Extended Data Fig. 6. A multiplex CRISPR screen with full-length proteins targeted by Cul3 complexes.

a, Validation of the Cul3 ORF sub-library. A sub-library of 116 ORFs was generated as in Extended Data Fig. 3c; the barcoded pool exhibited robust stabilization upon expression of dominant-negative Cul3. b, Broadening the stability distribution of the library for the screen in the ‘6-bin’ format. To enable the population to be sorted into 6 equal bins across the full stability spectrum, cells expressing orthogonal GPS ORF-sgRNA dual expression vectors in which the ORF substrates were stable were spiked-in at the appropriate ratio to yield an approximately even stability distribution. c,d, Example screen results for three substrates in which KLHL9 and/or KLHL13 (two paralogous BTB adaptors) were identified, together with a list of all putative KLHL9/13 substrates. Source numerical data are available in Supplementary Tables 13-17.

Extended Data Fig. 7. Linear degrons targeted by Cullin-RING E3 ligases.

a-d, Example degron motifs delineated through site-saturation mutagenesis: (a) C-terminal degrons, (b) ‘narrow hydrophobic’ degrons, (c) ‘broad hydrophobic’ degrons, and (d) more complex degrons. Source numerical data are available in Supplementary Tables 18-19.

Extended Data Fig. 8. Assigning linear degron motifs to their cognate Cullin-RING E3 ligase.

a, Sorting plots for the multiplex CRISPR screen.

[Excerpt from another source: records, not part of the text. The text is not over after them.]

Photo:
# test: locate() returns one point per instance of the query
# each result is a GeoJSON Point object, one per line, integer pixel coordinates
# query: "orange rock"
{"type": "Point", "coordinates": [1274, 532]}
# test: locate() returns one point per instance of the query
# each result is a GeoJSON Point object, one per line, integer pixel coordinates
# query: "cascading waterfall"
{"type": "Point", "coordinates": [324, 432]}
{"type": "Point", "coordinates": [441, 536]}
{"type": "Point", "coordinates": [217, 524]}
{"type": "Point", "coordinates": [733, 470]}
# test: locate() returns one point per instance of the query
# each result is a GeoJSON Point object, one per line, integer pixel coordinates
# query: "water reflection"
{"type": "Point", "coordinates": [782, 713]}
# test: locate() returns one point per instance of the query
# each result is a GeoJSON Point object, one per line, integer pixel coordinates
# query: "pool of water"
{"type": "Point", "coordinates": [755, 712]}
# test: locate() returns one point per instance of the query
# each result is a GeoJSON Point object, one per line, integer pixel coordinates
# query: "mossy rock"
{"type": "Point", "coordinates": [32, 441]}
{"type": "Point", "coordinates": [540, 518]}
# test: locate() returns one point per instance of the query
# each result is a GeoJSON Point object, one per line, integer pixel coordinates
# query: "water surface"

Three multiplex CRISPR screening libraries were generated in which substrates were divided into three groups based on their expected stability; in each case, the top ~5% of cells based on the stability of the GFP-peptide fusion were isolated by FACS. b-d, Assigning Cullin-RING substrate adaptors to cognate degron motifs: a C-terminal degron harboring an E-2 motif correctly assigned to DCAF12 (b), a ‘broad hydrophobic’ degron assigned to FBXO38 (c), and a complex degron assigned to KLHL15 (d). e,f, Individual validation of the multiplex CRISPR screening results. e, The indicated peptide substrates expressed in the context of the GPS system were introduced into either control (sgAAVS1, gray) or knockout (yellow, green and blue) HEK-293T cells and their stability measured by flow cytometry. f, A cycloheximide chase assay was also used to monitor the degradation of the ZNF511 (4) peptide substrates in control (sgAAVS1) or KLHL15 knockout (sgKLHL15) cells by immunoblot. Immunoblot and flow cytometry experiments were performed twice with similar results. Source numerical data are available in Supplementary Tables 20-38; unprocessed blots are available in source data. Source data

Extended Data Fig. 9. Comparison of multiplex CRISPR screen hits with physical interactions in BioGRID.

a, Across all multiplex screens there were 1013 unique E3-substrate hits, of which 31 were present in the BioGRID interaction database. Datasets were simulated with 1013 hits chosen at random and we most frequently found that 7 of these hits were present in the BioGRID database. The 31 hits that we observe is therefore highly significant (p < 0.0001). b, The same analysis was performed as in (a) except that all E3-substrate hits that included a Cullin were excluded.

Extended Data Fig. 10

Representative FACS gating strategy for all GPS experiments.